My Reality Kick Question: How long, how looooooong did my husband STAND while I tore at the walls of my mind with depression? A long time. A long time. And in much compassion and patience, too. Who am I to demand he snap to it? Who am I? BurningBeautiful Truth. Amen.
He is so good. He Is Good.
"When others are attempting to change, and in the process of change, we should have peace and go easy on them." Well, you know I needed that too. ;) Thank you for sharing.
This screams patience to me. So how long will you stand? How long will we all stand?
I have done some good research into the word recently......we were called....this is no easy task.....I feel a bit hesitant putting it out in public what I feel God requires of me in the word regarding my marraige and how long to stand because I dont want to scare anyone away.......but if you ask I definetly will tell you...what I have found......

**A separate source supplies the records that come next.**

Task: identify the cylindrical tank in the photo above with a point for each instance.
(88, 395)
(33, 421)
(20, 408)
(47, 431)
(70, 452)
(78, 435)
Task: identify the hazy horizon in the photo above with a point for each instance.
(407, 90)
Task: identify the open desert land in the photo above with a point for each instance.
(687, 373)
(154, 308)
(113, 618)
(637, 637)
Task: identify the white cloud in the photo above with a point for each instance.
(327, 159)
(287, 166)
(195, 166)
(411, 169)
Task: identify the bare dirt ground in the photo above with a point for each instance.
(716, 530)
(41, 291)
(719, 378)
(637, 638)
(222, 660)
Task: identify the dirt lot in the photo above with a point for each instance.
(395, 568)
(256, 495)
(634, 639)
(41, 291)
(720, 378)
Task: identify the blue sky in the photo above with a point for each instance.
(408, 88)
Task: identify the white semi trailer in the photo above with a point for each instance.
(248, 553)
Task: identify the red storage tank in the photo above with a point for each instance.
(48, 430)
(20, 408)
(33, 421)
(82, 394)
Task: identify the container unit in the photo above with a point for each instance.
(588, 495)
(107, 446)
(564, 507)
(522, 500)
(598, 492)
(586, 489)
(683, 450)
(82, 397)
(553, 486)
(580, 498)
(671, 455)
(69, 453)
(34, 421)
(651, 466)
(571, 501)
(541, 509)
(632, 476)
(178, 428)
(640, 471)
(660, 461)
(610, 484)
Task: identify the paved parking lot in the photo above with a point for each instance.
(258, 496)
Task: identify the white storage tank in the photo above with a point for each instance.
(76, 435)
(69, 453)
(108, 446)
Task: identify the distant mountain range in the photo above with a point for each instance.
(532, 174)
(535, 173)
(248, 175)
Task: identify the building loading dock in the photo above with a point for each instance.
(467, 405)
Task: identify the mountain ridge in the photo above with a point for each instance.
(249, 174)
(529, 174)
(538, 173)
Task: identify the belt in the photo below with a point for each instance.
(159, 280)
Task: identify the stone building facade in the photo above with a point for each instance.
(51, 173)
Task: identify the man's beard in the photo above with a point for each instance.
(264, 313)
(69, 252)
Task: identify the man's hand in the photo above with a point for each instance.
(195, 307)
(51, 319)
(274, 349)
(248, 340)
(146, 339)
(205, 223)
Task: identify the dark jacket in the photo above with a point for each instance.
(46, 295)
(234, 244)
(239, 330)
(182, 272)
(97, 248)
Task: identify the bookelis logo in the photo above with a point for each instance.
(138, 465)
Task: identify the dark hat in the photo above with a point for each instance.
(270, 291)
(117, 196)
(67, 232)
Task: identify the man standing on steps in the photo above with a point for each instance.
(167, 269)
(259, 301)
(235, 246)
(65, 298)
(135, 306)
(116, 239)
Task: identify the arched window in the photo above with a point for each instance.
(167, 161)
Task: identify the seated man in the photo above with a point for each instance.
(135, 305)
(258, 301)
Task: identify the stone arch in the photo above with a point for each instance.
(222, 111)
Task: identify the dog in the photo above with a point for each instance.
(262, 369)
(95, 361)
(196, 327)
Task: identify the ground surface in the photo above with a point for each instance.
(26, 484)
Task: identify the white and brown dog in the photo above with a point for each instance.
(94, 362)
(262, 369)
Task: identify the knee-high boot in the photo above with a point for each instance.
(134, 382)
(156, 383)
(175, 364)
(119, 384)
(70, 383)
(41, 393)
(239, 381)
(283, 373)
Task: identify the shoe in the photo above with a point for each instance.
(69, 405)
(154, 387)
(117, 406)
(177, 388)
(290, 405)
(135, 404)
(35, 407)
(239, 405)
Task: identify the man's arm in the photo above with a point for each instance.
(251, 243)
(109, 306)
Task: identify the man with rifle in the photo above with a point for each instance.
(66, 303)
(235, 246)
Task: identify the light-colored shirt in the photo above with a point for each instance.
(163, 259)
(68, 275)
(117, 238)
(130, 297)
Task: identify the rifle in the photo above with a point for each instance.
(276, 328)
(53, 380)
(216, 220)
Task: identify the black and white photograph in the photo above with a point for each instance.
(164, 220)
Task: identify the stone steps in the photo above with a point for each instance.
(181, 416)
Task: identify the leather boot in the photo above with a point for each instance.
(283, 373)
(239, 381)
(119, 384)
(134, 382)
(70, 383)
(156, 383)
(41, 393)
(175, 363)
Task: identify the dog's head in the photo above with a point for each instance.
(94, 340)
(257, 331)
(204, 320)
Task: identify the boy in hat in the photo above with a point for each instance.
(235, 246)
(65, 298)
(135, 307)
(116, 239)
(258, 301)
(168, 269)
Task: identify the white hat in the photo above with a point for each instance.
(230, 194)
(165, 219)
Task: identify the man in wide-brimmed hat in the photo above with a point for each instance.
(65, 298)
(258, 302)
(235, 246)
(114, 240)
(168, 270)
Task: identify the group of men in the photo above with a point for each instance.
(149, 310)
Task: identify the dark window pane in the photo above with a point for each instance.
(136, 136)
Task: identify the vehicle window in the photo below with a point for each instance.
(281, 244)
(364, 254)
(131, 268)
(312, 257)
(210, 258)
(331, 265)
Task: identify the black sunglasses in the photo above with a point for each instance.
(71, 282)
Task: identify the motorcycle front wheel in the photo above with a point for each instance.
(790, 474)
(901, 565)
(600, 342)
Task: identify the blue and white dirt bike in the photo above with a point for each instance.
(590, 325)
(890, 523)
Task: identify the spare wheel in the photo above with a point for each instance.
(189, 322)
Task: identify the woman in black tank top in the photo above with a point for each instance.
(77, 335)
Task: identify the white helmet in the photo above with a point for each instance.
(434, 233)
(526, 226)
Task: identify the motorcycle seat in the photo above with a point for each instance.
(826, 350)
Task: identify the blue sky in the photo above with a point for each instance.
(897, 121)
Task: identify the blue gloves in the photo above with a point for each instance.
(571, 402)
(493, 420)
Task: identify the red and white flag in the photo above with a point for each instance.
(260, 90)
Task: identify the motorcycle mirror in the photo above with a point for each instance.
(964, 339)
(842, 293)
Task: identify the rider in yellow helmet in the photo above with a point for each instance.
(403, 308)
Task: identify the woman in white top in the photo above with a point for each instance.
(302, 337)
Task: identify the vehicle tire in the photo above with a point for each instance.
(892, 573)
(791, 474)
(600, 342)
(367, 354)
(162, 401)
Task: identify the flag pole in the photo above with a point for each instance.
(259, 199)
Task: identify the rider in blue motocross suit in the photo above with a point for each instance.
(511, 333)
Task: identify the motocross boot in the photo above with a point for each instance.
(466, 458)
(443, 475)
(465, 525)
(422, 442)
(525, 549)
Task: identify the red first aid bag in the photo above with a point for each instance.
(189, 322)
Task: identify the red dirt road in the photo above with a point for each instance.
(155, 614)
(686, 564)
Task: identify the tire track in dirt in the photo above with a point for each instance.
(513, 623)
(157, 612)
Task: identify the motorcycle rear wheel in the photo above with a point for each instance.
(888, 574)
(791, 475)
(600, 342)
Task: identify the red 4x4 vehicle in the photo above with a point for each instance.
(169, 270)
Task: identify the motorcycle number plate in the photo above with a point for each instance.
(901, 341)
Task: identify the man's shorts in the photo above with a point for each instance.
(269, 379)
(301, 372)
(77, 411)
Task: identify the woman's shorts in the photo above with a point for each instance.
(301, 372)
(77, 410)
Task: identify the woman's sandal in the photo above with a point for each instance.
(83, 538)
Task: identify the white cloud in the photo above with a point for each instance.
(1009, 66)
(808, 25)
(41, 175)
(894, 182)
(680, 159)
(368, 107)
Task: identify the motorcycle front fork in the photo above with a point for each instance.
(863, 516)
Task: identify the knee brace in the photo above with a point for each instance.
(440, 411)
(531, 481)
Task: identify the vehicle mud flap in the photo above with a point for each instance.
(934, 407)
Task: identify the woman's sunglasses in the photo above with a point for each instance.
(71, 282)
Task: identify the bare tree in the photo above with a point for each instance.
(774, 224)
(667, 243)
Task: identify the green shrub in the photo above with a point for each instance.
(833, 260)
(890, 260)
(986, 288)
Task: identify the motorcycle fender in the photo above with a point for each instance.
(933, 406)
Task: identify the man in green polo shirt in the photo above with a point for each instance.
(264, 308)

Who am I.......beautiful words describing your humbleness.......
Remember in my journal about driving? You are at a place where he is not, and maybe was at one time.
But more importantly, you are on a journey with Christ. He is not. So Christ is working on him in ways you and I can never understand, focus on your journey so that God can use you as the testimony He needs you to be when He has you prepared.